An hour later we were back in San Pedro, mildly worried we’d left Blair to be robbed or worse back in Calama. Probably be one of those funny stories in years to come. Probably. On the other hand, we now needed accommodation, so asked some locals – who said they’d show us which hostel they were in. Why locals were staying in a hostel we weren’t sure, but didn’t worry – as we soon entered the tourist area, and the International Hostel. Unfortunately it was sold out for the night, so we wandered around more booked out ones before finding Eden Gardens. We impressed upon them that we didn’t mind what room we got, as long as we could get a room. From our point of view this meant we were fine with a 12 bed dorm. From their point of view, we were in a twin room with ensuite, and charged accordingly. At this point we didn’t care any more, we just wanted a place, so accepted, paid, and briefly used the net. While waiting to pay, we spoke briefly with some Irish guys – there was a twelve person group of them, and two German girls who’d arrived at the hostel. One of them spoke very fluent English and Spanish, which is always mildly upsetting as we struggle with more than one language. Ah well.

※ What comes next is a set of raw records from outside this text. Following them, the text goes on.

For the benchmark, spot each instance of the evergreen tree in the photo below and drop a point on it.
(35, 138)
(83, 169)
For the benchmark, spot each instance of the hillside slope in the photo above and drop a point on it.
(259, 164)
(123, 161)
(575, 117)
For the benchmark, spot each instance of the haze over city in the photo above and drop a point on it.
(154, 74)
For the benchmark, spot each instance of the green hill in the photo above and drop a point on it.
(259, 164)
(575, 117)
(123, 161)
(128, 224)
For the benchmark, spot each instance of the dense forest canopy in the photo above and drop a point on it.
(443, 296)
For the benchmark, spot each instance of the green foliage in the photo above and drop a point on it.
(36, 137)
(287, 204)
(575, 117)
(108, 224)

We spoke for a while with the guy behind the desk to attempt to get him to phone one of the companies for us, he insisted he understood what we wanted, but instead gave us a pamphlet. We figured we’d head into the streets and look around, and find one of the tour companies. The first place the lady was insisting she was THE person to help us. Of course, she wanted to help us find tours for the next three days all in San Pedro – sandboarding, mountain biking, lakes and more. Great, but not what we wanted. Assuring her we’d return in the morning while we thought about it while backpeddling out of her office, we went further down the main street and found one of the companies we’d wanted – unfortunately at 9pm, closed. As tours leave at 8am, we figured we were cutting it fine anyway and decided to just take an extra day in the area – we wanted to acclimatise after all. Most people recommend a night in San Pedro to do just that, so two nights seemed sensible. We found an open-air restaurant to try the Chilean steak, which was pretty good, but it was no Argentina. It was also getting very cold, very quickly, despite the large fire in the middle of the eating area. We headed back to the hostel as there were also notes that the hot water stopped at midnight, and crashed after a long day.